I’m not relegating nature days to Sundays but the past two weekends have really rejuvenated my spirits and reminded me what to really love about Central Texas, the nature of the area and the nature of our friends.

Summer Television?

A bevy of both broadcast and cable networks, including FOX and NBC, are debuting new television programming over the summer. After the success of Who Wants to Be A Millionaire, American Idol, and the OC, which all debuted in the summer, execs seem to be manuevering towards year-round schedules. Trap those young minds and reel them in, keeping the mush fresh for advertisers to implant their messages.

It used to be an easy transition, once those repeats started playing and daylight began to seemingly last till morning, the kids knew to go outside and be active. Enjoy the summer vacation from formal education and reexamine the out of doors. Learn a new sport, read a book, play with friends until moms begin to yell, anything but sit inside and be fed a simplified stream of consciousness.

The networks probably feel that this is an untapped market, and with the increasingly miniscule budget requests of reality programming, why not exploit the opportunity. I wish them the best of luck. I also wish the best of luck to both kids and adults alike in really prioritizing personal programming. Hoping that they make the decision to choose which programs to spend their limited time on and then escape to enjoy everything the world wants to offer them, without the filter inserted by the television between the viewers and life.

The Socialism of Trash

We leave our trash can in front of our house seven days a week. Our neighbors leave their trash cans in front of their houses all week as well. Every Monday, the entire street rolls their trash cans to the curb for a gigantic trash can to roll by and collect the smaller amounts of trash.

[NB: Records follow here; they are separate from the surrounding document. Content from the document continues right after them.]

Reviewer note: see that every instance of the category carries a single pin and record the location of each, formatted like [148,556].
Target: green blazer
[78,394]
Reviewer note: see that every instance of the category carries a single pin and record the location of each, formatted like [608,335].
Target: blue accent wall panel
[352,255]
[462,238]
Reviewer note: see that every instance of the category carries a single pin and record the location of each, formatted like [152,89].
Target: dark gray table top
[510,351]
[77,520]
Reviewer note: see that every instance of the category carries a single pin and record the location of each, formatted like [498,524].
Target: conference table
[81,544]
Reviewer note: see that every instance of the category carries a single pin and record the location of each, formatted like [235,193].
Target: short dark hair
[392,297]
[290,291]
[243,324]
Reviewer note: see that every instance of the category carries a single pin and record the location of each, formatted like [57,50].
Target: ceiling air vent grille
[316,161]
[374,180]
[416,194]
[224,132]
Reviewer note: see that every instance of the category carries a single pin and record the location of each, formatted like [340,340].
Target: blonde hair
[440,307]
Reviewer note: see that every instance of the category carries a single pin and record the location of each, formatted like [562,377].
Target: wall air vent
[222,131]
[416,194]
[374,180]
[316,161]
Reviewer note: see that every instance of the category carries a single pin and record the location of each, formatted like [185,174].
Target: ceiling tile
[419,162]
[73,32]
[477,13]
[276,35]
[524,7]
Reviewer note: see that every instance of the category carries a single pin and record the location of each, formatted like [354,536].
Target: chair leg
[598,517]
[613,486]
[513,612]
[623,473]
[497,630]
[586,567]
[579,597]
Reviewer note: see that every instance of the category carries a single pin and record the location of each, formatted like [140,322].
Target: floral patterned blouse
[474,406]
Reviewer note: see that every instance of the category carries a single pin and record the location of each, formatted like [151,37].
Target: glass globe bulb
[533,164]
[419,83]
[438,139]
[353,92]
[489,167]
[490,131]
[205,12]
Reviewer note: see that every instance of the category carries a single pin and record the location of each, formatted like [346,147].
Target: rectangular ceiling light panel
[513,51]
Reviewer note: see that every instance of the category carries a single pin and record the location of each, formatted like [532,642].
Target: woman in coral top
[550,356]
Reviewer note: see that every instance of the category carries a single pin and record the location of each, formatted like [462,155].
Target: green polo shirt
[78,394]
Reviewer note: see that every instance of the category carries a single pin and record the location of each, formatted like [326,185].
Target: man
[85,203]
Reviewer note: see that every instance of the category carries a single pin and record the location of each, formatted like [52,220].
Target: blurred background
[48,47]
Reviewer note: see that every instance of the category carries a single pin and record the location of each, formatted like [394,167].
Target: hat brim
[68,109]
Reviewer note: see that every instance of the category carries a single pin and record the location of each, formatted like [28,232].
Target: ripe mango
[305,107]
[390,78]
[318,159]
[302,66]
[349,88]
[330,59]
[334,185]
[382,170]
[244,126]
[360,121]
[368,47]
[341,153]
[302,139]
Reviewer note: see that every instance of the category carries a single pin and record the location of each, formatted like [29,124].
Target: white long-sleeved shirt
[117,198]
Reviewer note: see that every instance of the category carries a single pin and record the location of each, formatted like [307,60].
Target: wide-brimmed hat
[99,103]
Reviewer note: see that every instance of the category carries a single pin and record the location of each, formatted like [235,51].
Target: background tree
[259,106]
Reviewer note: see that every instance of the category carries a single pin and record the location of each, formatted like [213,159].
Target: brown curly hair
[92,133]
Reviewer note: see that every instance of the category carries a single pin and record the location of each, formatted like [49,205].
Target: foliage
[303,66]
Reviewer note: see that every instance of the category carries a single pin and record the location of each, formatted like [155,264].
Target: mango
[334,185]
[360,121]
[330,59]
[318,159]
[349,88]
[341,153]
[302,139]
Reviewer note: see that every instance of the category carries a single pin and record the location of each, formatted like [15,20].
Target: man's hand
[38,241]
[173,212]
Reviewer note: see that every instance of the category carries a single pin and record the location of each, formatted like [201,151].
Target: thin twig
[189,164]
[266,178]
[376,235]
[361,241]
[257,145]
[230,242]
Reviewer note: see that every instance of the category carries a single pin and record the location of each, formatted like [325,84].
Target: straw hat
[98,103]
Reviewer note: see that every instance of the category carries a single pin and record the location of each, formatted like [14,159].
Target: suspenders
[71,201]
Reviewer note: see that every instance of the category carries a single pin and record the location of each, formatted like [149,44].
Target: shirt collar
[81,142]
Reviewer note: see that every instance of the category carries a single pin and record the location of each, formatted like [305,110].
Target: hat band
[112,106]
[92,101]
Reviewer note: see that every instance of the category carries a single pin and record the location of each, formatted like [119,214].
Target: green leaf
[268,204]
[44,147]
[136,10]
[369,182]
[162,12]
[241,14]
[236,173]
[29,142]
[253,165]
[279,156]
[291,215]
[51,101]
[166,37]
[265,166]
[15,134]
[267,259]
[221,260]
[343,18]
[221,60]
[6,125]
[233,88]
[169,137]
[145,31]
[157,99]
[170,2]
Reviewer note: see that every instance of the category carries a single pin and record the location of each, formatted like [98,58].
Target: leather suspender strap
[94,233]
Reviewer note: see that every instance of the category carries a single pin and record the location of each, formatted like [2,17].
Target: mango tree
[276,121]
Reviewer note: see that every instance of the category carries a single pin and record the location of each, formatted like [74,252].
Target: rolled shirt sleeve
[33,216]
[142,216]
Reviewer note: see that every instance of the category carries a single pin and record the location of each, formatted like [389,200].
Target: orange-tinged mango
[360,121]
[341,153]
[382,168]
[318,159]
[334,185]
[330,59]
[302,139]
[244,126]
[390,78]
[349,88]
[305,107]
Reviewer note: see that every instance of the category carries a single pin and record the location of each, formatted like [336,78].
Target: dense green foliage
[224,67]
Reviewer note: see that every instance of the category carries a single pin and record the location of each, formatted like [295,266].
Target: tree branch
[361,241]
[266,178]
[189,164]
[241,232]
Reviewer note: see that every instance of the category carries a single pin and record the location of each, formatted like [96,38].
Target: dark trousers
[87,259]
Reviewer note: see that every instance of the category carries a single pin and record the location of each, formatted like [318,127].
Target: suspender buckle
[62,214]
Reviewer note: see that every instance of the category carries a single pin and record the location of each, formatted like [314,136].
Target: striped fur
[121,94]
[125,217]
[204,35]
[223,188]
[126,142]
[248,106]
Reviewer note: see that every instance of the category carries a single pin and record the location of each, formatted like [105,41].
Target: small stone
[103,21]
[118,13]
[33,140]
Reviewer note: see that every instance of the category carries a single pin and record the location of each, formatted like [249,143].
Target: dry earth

And what if our trash cans are full before Monday. If we can’t close the lid, we get charged an extra four bucks (I learned this the hard way). But I’ve never heard of anyone stealing another trash can for the extra storage. Maybe we will borrow a little space in an adjacent bin, but I have never come home alarmed to find that we no longer have a trash can sitting out front.

The city distributes these bins to everyone when you sign up for garbage service, which everyone does when they first move in. You pay for the trash pickup service, taxes pay for the hardware and theoretically, I guess, the city knows who has which trash cans. If you have a problem with your bin, they bring you a new one. All of your trash can needs are met. No one has a reason to steal, borrow, or confiscate a bin that is not theirs. There seems to be no profound thoughts to exchange or relocate trash cans, because they are all the same and everyone has one.

We leave our trash can in front of our house seven days a week and socialism seems to make sure that it will be there tomorrow morning.

The Morning Show

I am still looking for that perfect wake up call. I have only had two alarm clocks in my entire life.

My first was a brown affair with a bright red LEd display. As far as I know, it is still ready to wake someone up at my parents house should the opportunity present itself. The alarm clock I adopted my freshman year of college has served valiantly for eight years now. The indiglo glow is much preferable late at night and I always set the date function but never use it.

I have always preferred the radio to a loud, jarring blast of pure sine waves. Give me a calm classic rock radio station that knows not to disturb anyone too early and I will be happy. Even talk radio if I happen to be getting up that early as long as the DJ’s (that don’t usually spin discs) aren’t too annoying. I don’t want Howard Stern, but something with a local flair can be good for easing into the sunlight.

Unfortunately I am still looking for THAT station here in Austin. I know I will find it, but until then I haven’t be waking up as easy as before.